The amendment moved by the Opposition simply states that the effectiveness of this schedule be investigated by the Legislative Council Standing Committee on Law and Justice. I want to ensure that that committee has the benefit of expert advice. The committee comprises members of this House and is chaired by the Hon. R. D. Dyer. The committee members are very effective and efficient, but are not experts on all the details of the WorkCover scheme.
The Standing Committee on Law and Justice needs an expert report that it can consider to enable it to report to the House. Through the committee the House will have a monitoring process. It will review the results of the evaluation and report to Parliament. My amendment will achieve, in a better and more effective way, what the Opposition is attempting to achieve. It will equip the Standing Committee on Law and Justice with expert knowledge, which is the information it needs. If my amendment is not agreed to, the committee will have to hire consultants or other persons, who will be a charge against the committee and/or this House. Under my amendment the Government will bear all the costs of the evaluation process by an independent evaluator. The Hon. R. D. Dyer is nodding his head in agreement.
The Hon. R. D. Dyer: I don't want to pay for it.
Reverend the Hon. F. J. NILE: That is what I am saying. From a financial point of view this is a more efficient and effective way for the House to operate.
The Hon. M. J. GALLACHER (Leader of the Opposition) [3.01 p.m.]: I seek a point of clarification from Reverend the Hon. F. J. Nile. What is meant by the words "chosen by the authority by private tender"? How is it intended to place advertising to get the private tender under way? Who will fully examine the value of the system?
Reverend the Hon. F. J. NILE [3.02 p.m.]: WorkCover would have to seek tenders.
The Hon. D. J. Gay: Why is it a private tender? Surely it is a government tender.
Reverend the Hon. F. J. NILE: The emphasis is on private tender. The people who apply will be from private industry. Private tender means private industry. It will be advertised publicly; it will not be a division of WorkCover that will conduct the evaluation. It will be independent. That is where the emphasis will be—independent. Private in this sense does not mean secret; it means that private industry will have the opportunity to tender to carry out the evaluation.
The Hon. D. J. Gay: So it will not be a private tender; it will be an open tender.
Reverend the Hon. F. J. NILE: Yes, an open tender, not a private tender.

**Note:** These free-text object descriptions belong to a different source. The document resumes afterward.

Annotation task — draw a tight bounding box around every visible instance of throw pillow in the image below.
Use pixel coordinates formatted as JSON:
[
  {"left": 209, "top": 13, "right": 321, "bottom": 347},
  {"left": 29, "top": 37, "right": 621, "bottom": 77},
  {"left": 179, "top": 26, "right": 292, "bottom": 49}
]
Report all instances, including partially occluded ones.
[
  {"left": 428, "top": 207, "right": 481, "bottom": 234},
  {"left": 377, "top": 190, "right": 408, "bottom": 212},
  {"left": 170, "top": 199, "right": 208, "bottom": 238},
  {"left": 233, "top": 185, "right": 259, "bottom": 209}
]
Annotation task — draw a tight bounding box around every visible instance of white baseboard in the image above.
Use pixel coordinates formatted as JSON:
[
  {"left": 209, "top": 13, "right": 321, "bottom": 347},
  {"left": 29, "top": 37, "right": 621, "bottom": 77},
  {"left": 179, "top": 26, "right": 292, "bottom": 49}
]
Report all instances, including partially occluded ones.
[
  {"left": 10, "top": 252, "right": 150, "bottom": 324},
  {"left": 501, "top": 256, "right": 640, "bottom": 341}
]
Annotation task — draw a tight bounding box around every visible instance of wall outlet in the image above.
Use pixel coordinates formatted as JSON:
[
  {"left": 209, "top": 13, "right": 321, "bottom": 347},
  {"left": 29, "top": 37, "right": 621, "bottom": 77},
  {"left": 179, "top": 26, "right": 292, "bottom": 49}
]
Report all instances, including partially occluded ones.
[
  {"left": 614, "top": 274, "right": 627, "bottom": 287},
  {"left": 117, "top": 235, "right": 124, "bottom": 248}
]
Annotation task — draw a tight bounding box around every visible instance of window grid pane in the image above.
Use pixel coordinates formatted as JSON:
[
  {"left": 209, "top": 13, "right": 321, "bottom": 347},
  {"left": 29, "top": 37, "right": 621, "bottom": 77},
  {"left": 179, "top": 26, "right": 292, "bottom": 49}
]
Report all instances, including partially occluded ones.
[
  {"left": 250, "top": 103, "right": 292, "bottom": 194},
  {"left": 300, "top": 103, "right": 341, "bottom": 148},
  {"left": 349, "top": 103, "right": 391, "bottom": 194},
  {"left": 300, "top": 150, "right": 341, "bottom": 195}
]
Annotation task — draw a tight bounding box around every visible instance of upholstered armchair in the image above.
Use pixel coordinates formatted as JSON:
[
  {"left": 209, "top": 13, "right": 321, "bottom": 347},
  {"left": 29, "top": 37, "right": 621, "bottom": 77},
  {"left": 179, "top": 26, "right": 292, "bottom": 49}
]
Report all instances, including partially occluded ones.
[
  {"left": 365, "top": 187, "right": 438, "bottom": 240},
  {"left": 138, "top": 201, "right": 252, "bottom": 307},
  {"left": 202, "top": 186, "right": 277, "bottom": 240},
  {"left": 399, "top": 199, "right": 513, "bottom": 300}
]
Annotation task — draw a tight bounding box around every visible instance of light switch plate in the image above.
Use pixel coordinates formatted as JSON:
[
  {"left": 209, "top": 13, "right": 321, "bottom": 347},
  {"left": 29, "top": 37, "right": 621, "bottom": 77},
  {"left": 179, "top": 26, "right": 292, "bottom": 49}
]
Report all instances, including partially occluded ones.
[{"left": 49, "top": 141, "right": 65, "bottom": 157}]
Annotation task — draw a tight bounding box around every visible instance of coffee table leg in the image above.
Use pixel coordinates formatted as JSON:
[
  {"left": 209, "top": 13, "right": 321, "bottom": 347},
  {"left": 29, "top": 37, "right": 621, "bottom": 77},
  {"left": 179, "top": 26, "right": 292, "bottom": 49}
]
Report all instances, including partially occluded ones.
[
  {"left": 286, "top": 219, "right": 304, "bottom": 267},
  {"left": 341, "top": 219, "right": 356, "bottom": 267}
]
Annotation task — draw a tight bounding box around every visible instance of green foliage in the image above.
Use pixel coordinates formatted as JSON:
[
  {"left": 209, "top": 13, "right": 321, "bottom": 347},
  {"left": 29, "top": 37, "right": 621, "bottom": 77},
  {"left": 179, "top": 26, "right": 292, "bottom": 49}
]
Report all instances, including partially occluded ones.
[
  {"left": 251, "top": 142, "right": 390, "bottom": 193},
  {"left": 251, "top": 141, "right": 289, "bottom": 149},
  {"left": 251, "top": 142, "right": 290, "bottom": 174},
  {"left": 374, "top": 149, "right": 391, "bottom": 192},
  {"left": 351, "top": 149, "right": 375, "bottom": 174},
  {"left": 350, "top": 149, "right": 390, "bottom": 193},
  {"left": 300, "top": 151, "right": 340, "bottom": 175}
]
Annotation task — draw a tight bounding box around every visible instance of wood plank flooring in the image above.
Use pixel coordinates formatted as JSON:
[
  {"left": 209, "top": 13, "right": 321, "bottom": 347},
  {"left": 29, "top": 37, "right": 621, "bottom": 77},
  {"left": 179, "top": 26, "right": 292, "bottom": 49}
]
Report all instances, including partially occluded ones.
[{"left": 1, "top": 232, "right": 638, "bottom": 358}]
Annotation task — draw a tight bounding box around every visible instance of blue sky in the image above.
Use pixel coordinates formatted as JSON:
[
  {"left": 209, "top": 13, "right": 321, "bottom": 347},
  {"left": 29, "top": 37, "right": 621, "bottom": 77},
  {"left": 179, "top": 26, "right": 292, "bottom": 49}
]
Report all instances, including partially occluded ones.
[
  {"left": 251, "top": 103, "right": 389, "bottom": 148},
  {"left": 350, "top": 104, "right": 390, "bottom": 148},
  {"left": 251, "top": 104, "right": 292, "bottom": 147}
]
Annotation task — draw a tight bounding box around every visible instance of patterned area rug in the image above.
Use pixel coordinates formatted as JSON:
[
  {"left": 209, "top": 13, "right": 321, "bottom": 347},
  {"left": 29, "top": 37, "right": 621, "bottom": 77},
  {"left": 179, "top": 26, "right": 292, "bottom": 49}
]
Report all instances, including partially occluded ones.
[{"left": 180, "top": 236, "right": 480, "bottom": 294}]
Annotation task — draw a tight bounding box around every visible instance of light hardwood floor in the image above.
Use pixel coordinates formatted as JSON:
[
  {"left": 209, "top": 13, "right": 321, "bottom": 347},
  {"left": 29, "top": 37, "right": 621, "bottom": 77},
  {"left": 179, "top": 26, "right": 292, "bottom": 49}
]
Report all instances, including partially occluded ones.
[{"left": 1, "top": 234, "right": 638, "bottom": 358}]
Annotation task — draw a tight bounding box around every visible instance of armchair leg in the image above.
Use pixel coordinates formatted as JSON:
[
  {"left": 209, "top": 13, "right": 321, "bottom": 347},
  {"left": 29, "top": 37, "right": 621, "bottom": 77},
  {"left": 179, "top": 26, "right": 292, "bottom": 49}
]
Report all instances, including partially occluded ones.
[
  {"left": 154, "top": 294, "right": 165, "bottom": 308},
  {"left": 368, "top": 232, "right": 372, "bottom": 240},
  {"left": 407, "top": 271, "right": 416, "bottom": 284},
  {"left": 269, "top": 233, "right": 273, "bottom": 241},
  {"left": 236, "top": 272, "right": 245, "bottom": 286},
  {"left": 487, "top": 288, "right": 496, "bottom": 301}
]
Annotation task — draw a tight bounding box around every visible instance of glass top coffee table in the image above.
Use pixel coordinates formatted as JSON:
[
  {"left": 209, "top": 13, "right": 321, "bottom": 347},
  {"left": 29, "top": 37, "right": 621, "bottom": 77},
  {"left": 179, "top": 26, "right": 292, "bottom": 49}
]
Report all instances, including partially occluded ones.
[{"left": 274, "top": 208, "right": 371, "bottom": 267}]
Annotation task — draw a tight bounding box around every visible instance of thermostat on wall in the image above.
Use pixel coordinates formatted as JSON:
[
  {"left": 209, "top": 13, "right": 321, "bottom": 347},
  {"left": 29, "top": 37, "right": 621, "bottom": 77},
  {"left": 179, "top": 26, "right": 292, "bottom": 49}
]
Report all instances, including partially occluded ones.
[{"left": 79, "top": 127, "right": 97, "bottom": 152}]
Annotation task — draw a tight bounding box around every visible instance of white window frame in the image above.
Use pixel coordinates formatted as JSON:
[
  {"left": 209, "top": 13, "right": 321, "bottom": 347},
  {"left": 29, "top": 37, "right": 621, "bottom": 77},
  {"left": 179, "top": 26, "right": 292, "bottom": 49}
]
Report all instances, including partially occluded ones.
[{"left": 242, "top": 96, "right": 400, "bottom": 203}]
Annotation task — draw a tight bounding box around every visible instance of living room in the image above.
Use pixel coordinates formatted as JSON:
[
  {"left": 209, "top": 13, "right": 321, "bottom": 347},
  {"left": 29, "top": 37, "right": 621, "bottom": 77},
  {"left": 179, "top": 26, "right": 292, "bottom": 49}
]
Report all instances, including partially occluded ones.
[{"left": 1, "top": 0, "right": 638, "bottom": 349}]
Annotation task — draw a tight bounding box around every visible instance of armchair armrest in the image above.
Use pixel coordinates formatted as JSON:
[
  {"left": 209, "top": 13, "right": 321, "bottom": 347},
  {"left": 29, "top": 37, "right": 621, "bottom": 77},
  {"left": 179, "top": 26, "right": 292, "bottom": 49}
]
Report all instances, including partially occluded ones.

The Hon. J. J. DELLA BOSCA (Special Minister of State, Minister for Industrial Relations, Assistant Treasurer, Minister Assisting the Premier on Public Sector Management, and Minister Assisting the Premier for the Central Coast) [3.03 p.m.]: The Government supports the amendment proposed by the Christian Democratic Party. The injury management pilot will provide new information that will assist in identifying possible improvements to the injury management provisions of the current legislation. The Government welcomes the opportunity for the law and justice committee to review the evaluation of the pilot project and make suggestions for improvements to the scheme. The amendment is supported. The Government does not support the earlier amendment in its original form moved by the Leader of the Opposition.
Amendment of amendment agreed to.
Amendment as amended agreed to.
Progress reported from Committee and leave granted to sit again.